Tuesday, November 5, 2013



Apparently I am far from the only one who loves a good launch. NASA announced on Friday that live Wednesday at 11:14 pm on the New York Times Square’s giant screen much  like the New Year’s Eve ball NASA will broadcast a live video event.

Granted this is not the first time. There was the night time launch of the LADEE moon probe in Sept and back in 2012 there was the much heralded landing of Curiosity landing in the surface of Mars.

NASA launches were once carried on every network channel and perhaps the Networks might salvage some of their loses to cable if once again they were to carry these events. OF course now with the iPhone apps there are many apps that every space loving person should have but most importantly the NASA TV app as it covers everything from EVAs to Launches to Education Live and other shared media.

Back to the launch: The new crew – NASA astronaut Rick Mastracchio, Russian cosmonaut and Soyuz commander Mikhail Tyurin and Japan astronaut Koichi Wakata will launch from Kazakhstan, the Baikonur Cosmodrome in a Soyuz spacecraft. Look for the Times Square broadcast to begin at 10:15 pm and run until 11:45 pm on Wednesday November 6th, or download the app for your phone! 


Soon Mars is going to need a traffic controller! In the global running for space exploration is now India as it has already begun its final countdown and intends to launch with its sights set on Mars. 

On Tuesday afternoon the spacecraft called ‘Mangalvaan’ will launch from the small island of Chennai on the country’s southern coast. While no small feat, India has a space program that Is 50 years old and has in the past done things such as a lunar probe that detected (with the help of the US) water on the moon. 

Critics say that India is home to so many problems, poverty & more, that other worlds shouldn’t be a consideration. But others understand. That the development of satellite technology in India has benefited education, healthcare, mapped resources for water wells, should not go overlooked. 

But can they go the distance? Should the launch succeed then the craft faces an 11 month journey, travelling 140 million miles before reaching its intended destination. Hopefully next September will see India as the fourth nation to reach Mars following the US, Russia, and the ESA. Still, to put it in perspective, of 40 attempts, 16 have been successful. 

If it all works out; the more the merrier! There is so much we have yet to learn about Mars. Scientists are excited at the prospect of the India mission continuing to map the surface of Mars. They admit that we all have much to learn and welcome the addition of India to the club. 

Soon after the India launch comes the NASA launch of the MAVEN from Cape Canaveral on November 18th. MAVEN seeks to understand how the changes occurred to the Mars Atmosphere and hopes that the answers will lead to a better understanding of the climate shifts on earth. 

While the unmanned probes are a constant on Mars, 2030 hopes to see a manned expedition. 

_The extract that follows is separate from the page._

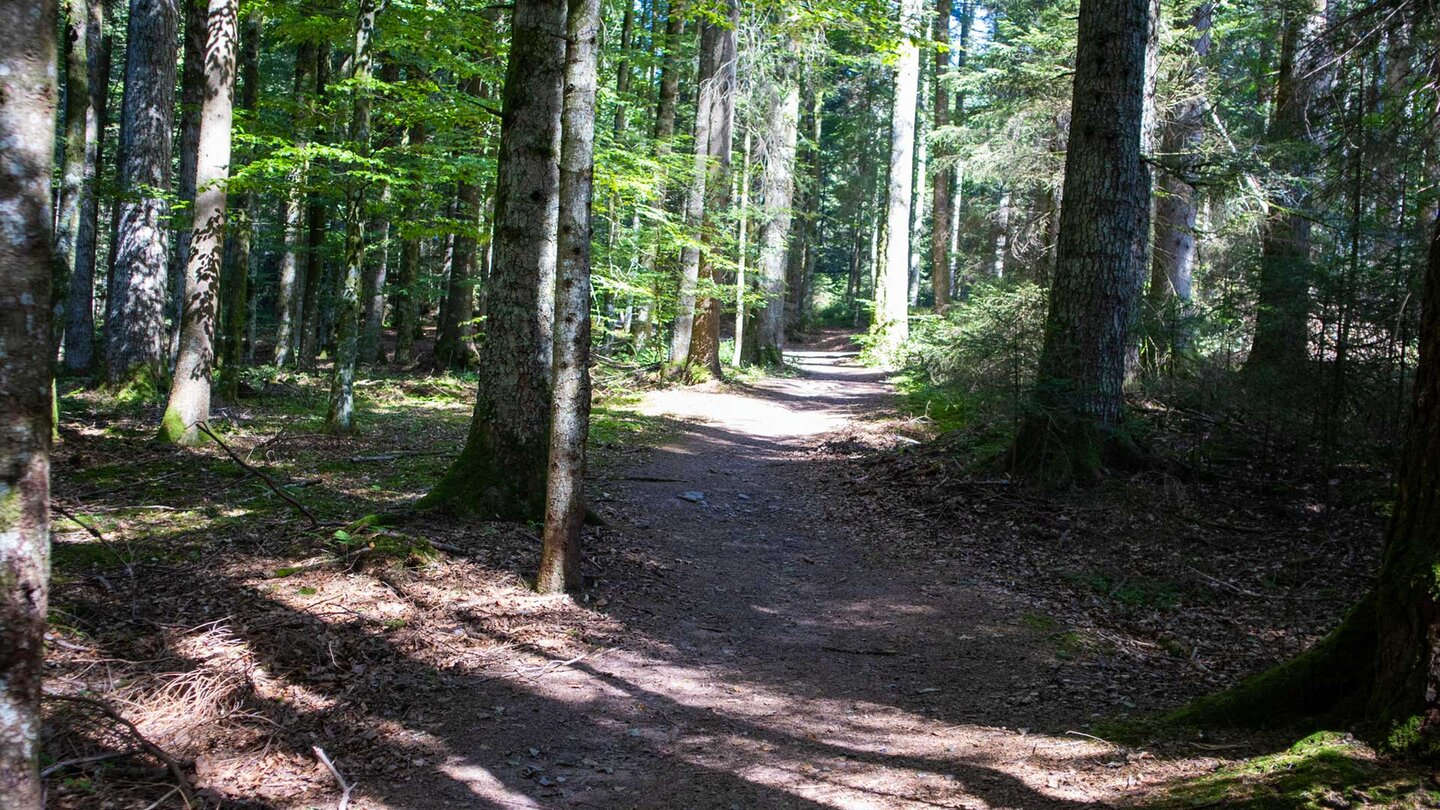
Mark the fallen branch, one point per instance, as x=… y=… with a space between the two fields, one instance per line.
x=182 y=783
x=344 y=787
x=277 y=489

An after-thought; the India spacecraft will have an instrument that can sniff out Methane if it is there. Apparently as scientists are positive of the past positives (even though Curiosity has had no luck finding any) and feel that Methane will offer the sign of life that they are hoping for. Methane as proof of life is indeed possible. There exist many extremophiles that either breath Methane OR exhale Methane.